I am learning union-find and to understand it better, I have written a small program:
#include <iostream>
#include <vector>
#include <numeric>
using namespace std;
vector<int> parent, sz;
int find(int i) {
if(parent[i]==i) return i;
return parent[i]=find(parent[i]);
}
void merge(int i, int j) {
int p1=find(i);
int p2=find(j);
if(p1==p2) return;
if(sz[p1]<sz[p2]) {
parent[p1]=p2;
sz[p2]+=sz[p1];
} else {
parent[p2]=p1;
sz[p1]+=sz[p2];
}
}
int main() {
vector<vector<int>> allowedSwaps={{0,4},{4,2},{1,3},{1,4}};
int n=5; //hard-code for now
sz.resize(n,1);
parent.resize(n);
iota(begin(parent),end(parent),0);
cout<<"Parents before: \n";
for(auto& e: parent)
cout<<e<<" ";
cout<<"\n";
for(vector<int>& currswap: allowedSwaps) {
merge(currswap[0],currswap[1]);
}
cout<<"Parents after: \n";
for(auto& e: parent)
cout<<e<<" ";
cout<<"\n";
return 0;
}
allowedSwaps
essentially denotes all the components that are connected to each other. For the code above, all of them are connected.

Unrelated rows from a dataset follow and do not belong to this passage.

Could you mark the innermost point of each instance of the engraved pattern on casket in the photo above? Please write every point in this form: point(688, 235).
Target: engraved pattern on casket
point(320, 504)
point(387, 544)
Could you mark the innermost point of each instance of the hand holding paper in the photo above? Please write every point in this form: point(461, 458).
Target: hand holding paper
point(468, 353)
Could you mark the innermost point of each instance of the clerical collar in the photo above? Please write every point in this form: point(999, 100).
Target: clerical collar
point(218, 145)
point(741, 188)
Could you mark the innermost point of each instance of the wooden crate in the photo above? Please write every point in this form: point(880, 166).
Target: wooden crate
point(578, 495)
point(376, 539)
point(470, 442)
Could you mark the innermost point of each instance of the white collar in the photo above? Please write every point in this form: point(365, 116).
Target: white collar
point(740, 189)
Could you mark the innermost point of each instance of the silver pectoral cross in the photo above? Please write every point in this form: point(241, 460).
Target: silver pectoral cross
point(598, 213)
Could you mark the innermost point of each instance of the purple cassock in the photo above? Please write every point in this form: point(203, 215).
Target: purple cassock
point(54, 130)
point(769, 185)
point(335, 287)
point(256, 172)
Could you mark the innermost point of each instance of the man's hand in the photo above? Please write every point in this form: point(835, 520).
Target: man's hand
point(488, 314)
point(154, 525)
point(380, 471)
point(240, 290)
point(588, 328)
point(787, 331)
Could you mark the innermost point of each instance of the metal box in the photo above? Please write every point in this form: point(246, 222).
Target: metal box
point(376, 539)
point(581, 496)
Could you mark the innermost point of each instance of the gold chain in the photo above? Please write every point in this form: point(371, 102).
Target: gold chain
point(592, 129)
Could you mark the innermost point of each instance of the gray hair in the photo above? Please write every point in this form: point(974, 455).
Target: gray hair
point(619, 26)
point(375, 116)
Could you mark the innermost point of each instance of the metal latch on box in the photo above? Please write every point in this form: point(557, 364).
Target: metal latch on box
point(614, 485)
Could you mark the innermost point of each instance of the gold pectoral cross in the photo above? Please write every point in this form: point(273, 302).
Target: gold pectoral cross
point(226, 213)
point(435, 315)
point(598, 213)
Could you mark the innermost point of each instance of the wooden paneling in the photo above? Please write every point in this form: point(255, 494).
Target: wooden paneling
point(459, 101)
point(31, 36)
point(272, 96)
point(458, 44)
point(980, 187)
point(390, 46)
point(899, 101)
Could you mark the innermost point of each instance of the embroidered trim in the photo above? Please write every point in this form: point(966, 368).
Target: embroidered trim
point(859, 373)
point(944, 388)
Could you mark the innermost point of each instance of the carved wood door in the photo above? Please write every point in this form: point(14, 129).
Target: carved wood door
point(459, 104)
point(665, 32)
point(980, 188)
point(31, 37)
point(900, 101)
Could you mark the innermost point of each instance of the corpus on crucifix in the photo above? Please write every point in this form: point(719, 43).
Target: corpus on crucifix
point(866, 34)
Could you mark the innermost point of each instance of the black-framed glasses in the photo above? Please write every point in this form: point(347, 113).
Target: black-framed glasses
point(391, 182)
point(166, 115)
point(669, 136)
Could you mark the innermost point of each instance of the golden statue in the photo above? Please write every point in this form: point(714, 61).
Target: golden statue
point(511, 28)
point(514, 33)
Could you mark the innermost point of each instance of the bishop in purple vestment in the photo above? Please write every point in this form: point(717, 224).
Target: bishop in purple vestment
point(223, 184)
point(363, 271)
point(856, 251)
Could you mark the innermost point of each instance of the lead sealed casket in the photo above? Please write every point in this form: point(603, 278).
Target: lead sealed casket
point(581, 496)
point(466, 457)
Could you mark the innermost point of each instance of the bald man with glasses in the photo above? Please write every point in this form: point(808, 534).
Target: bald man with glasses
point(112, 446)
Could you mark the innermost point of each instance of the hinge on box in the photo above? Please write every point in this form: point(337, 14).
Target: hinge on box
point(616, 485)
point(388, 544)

However, if you notice the output:
Parents before:
0 1 2 3 4
Parents after:
0 0 0 1 0
It shows that one of them (3
, 0-indexed) is not connected. I think that is because when we process the edge {1,3}
, both the vertices 1
and 3
have not been connected to the larger component yet (they are later, by {1,4}
) and so Union Find determines that it is a different component.
Does this mean that the order of edges matter for Union find? Or, am I missing something?
The output you got does not signify that one node is disconnected.
The parent
data structure represents links from one node to another (or itself, when it is a root).
At the start you have this:
And at the end we have this:
The important thing here is that there is one tree. It is not required that all nodes are linked directly to the root, just that they have a path to the root, which is also true for the node with index 3.
NB: if you would call find(3)
, then also index 3 would receive value 0. It is just something that gets optimised by calling find
, but it doesn't change the meaning of result.